We're going to create a function that generates sentences. It will take two things as inputs:
* The dictionary you just created
* The number of words you want generated

Here are some examples of generated sentences:

>'Shape right turn– I also takes so that she’s got women all know that snail-trail.'

>'Optimum level of early retirement, and be sure all the following Tuesday… because it’s too.'

In [42]:
import random

def generate_sentence(chain, count=15):
    '''Input a dictionary in the format of key = current word, value = list of next words
       along with the number of words you would like to see in your generated sentence.'''

    # Capitalize the first word
    word1 = random.choice(list(chain.keys()))
    sentence = word1.capitalize()

    # Generate the second word from the value list.
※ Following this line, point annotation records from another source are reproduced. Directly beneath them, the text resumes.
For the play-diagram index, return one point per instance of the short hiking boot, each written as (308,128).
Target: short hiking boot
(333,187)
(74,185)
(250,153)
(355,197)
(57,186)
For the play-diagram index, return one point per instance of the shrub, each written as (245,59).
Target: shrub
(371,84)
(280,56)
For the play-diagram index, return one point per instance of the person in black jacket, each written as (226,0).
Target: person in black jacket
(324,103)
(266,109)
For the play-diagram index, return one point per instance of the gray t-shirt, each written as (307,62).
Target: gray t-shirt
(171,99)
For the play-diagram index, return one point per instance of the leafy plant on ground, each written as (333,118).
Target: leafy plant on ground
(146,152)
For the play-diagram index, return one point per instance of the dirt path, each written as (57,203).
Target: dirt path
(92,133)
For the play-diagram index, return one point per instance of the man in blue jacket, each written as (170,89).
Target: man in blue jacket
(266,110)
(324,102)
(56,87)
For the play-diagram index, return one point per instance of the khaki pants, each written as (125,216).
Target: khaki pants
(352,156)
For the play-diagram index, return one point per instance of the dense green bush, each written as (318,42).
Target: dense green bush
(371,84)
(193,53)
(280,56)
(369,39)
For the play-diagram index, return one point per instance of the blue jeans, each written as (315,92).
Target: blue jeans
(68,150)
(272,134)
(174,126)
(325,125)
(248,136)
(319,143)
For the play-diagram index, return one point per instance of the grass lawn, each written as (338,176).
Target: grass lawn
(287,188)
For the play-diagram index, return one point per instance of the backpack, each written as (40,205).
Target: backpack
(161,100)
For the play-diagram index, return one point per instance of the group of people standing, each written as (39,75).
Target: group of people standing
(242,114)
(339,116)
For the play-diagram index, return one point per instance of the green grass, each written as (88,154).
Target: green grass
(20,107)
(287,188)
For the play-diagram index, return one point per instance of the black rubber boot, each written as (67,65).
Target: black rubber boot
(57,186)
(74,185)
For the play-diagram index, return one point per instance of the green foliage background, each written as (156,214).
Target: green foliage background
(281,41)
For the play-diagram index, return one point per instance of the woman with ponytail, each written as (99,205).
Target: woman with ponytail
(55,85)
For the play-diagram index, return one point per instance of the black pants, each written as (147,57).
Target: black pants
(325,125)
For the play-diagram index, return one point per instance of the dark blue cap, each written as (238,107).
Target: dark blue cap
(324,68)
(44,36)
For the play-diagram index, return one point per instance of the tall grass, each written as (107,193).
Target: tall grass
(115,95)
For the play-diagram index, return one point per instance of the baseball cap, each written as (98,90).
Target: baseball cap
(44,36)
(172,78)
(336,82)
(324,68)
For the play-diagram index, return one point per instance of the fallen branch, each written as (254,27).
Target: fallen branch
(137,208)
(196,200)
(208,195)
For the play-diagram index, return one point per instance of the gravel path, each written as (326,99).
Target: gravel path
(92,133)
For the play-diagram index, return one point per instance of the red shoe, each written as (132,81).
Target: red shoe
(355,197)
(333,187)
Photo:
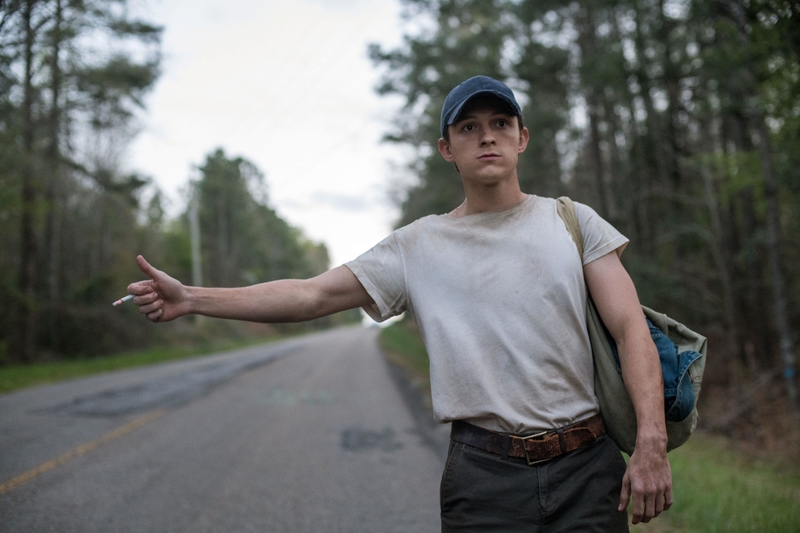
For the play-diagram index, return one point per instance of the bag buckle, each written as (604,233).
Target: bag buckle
(524,447)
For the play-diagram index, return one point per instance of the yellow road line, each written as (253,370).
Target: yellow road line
(80,450)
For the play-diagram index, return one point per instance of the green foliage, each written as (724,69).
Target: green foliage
(717,489)
(652,112)
(243,240)
(72,77)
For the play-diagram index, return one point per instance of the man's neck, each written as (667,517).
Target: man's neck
(482,198)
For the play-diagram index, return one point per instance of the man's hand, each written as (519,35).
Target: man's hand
(648,479)
(161,298)
(648,482)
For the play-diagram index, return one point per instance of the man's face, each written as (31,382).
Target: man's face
(485,142)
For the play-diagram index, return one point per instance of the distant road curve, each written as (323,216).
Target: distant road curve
(307,435)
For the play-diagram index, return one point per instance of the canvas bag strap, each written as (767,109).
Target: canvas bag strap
(566,210)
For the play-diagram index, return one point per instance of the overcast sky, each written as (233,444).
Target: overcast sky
(288,86)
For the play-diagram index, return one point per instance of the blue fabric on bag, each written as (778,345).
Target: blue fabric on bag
(678,391)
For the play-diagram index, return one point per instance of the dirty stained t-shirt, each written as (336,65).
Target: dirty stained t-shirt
(500,300)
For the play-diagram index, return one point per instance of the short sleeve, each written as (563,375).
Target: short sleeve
(599,237)
(381,271)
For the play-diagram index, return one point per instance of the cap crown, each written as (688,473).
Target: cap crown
(465,91)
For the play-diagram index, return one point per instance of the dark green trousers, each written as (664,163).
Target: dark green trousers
(577,492)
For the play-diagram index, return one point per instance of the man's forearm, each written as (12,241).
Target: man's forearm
(641,372)
(288,300)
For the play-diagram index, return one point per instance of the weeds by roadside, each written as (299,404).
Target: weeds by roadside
(717,487)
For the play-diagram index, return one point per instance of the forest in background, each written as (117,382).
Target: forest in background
(73,79)
(677,120)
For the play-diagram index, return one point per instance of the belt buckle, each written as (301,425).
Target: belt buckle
(524,447)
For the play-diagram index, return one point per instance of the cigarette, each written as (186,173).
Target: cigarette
(123,300)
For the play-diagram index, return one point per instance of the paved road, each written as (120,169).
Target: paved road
(310,435)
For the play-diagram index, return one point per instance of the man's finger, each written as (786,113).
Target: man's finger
(155,315)
(638,509)
(146,267)
(625,494)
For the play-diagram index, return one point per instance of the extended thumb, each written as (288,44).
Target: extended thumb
(145,267)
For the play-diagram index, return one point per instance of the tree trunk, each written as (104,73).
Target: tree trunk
(737,10)
(28,252)
(586,41)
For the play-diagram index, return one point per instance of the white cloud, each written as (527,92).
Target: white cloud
(287,85)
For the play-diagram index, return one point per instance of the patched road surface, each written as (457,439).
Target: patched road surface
(308,435)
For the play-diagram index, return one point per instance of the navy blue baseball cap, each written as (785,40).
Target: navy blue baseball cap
(465,91)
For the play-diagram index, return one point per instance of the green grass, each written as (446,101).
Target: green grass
(716,488)
(15,377)
(720,490)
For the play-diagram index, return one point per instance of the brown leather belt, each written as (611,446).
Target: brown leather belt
(533,448)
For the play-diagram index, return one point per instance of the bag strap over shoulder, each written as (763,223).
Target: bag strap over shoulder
(566,210)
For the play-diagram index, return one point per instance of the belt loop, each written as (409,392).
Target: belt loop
(562,442)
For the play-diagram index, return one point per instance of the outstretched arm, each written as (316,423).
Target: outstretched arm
(163,298)
(648,479)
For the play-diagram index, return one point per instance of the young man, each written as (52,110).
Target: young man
(498,290)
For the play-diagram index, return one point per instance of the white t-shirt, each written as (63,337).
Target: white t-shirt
(500,300)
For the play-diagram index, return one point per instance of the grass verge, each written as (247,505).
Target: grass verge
(717,489)
(15,377)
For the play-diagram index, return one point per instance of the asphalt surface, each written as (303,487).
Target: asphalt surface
(313,434)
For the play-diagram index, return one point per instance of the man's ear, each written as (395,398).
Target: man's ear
(444,149)
(524,136)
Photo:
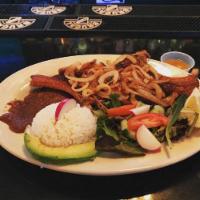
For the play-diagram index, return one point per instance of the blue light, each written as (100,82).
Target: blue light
(110,1)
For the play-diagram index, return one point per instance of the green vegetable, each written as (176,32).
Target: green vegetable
(113,101)
(175,112)
(193,124)
(107,126)
(124,124)
(158,109)
(59,155)
(110,137)
(99,113)
(109,131)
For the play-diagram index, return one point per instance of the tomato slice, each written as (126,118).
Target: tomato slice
(150,120)
(121,110)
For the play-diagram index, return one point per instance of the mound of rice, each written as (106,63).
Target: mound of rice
(74,127)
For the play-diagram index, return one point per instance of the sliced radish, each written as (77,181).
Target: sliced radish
(146,139)
(140,110)
(64,106)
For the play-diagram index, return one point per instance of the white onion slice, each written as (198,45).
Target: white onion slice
(140,110)
(146,139)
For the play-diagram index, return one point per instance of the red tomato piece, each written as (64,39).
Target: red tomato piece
(121,110)
(150,120)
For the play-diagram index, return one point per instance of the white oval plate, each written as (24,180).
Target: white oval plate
(17,85)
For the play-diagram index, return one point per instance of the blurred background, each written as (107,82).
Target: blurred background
(17,53)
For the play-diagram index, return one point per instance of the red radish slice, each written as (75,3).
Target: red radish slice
(64,106)
(140,110)
(146,139)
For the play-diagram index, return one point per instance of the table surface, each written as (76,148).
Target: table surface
(21,181)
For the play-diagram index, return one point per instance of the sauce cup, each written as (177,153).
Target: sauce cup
(179,57)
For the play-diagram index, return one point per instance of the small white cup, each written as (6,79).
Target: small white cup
(179,55)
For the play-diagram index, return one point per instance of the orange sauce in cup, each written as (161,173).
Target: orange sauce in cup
(177,62)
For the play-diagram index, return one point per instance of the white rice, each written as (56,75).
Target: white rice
(74,127)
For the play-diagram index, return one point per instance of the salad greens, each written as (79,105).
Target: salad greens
(113,101)
(175,112)
(110,137)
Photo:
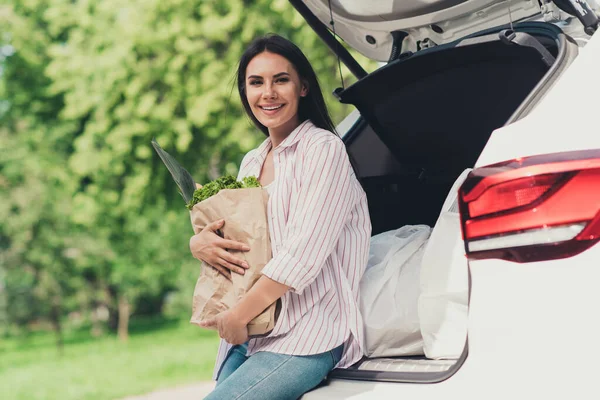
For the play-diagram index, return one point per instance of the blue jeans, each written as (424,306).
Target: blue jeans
(271,376)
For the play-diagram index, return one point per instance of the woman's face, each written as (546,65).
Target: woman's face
(273,90)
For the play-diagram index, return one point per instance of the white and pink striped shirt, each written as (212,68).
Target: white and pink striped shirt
(320,232)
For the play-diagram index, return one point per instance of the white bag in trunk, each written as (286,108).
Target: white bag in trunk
(390,292)
(443,303)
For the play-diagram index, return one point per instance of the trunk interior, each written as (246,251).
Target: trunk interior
(425,119)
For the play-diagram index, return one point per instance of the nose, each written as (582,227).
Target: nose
(269,91)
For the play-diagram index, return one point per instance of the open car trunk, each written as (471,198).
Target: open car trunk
(427,117)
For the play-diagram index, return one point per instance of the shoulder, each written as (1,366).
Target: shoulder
(251,155)
(318,140)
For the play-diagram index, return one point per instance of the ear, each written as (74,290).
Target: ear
(304,90)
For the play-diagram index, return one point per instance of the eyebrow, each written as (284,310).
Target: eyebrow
(274,76)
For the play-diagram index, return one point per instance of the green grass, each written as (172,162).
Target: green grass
(158,354)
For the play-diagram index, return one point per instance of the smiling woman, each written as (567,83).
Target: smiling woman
(319,228)
(273,89)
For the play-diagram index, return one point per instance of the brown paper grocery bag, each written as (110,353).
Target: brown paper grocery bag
(245,215)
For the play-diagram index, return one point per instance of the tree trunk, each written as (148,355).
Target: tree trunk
(57,327)
(123,329)
(96,330)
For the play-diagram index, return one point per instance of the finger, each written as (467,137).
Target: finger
(231,267)
(231,244)
(222,271)
(233,260)
(209,323)
(213,226)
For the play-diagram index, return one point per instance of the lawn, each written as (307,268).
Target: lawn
(158,354)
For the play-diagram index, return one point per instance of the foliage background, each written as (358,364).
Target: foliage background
(92,229)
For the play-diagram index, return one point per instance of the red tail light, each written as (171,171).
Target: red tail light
(532,209)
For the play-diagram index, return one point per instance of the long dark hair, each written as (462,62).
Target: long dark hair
(312,106)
Set the new word as the first word. Repeat.
    for i in range(count-1):
        word2 = random.choice(chain[word1])
        word1 = word2
        sentence += ' ' + word2

    # End it with a period
    sentence += '.'
    return(sentence)

### Assignment:
1. Generate sentence for other comedians also.
2. Try making the generate_sentence function better. Maybe allow it to end with a random punctuation mark or end whenever it gets to a word that already ends with a punctuation mark.

In [43]:
generate_sentence(ali_dict)

'Atlanta and he was a box spring iliza remains the outside of options when they.'

In [44]:
generate_sentence(joe_dict)

'Bet if adam and some real every corner they go to make this fcking dudes.'

In [45]:
import random
import string

def generate_sentence(chain, count=15):
    '''Input a dictionary in the format of key = current word, value = list of next words
       along with the number of words you would like to see in your generated sentence.'''
    
    # Capitalize the first word
    word1 = random.choice(list(chain.keys()))
    sentence = word1.capitalize()

    # Generate the second word from the value list. Set the new word as the first word. Repeat.
    for i in range(count-1):
        word2 = random.choice(chain[word1])
        sentence += ' ' + word2

        # Check if the word ends with a punctuation mark
        if word2[-1] in string.punctuation:
            break

        # Stop if we reach the desired sentence length
        if i == count-2:
            break

        word1 = word2

    # End it with a random punctuation mark
    sentence += random.choice(string.punctuation)
    return sentence

In [46]:
generate_sentence(ali_dict)

'Unspoken understanding uh between each other homeless dude believe he doesnt have to get huge+'

In [47]:
generate_sentence(joe_dict)

'Pop out a dog shit they have at anybody would be me i asked a='

In [None]:
##In this updated function, we use the string.punctuation constant to check if
##a word ends with a punctuation mark. If it does, we stop generating the sentence. We also use the random.choice function to select a random punctuation mark to end the sentence with.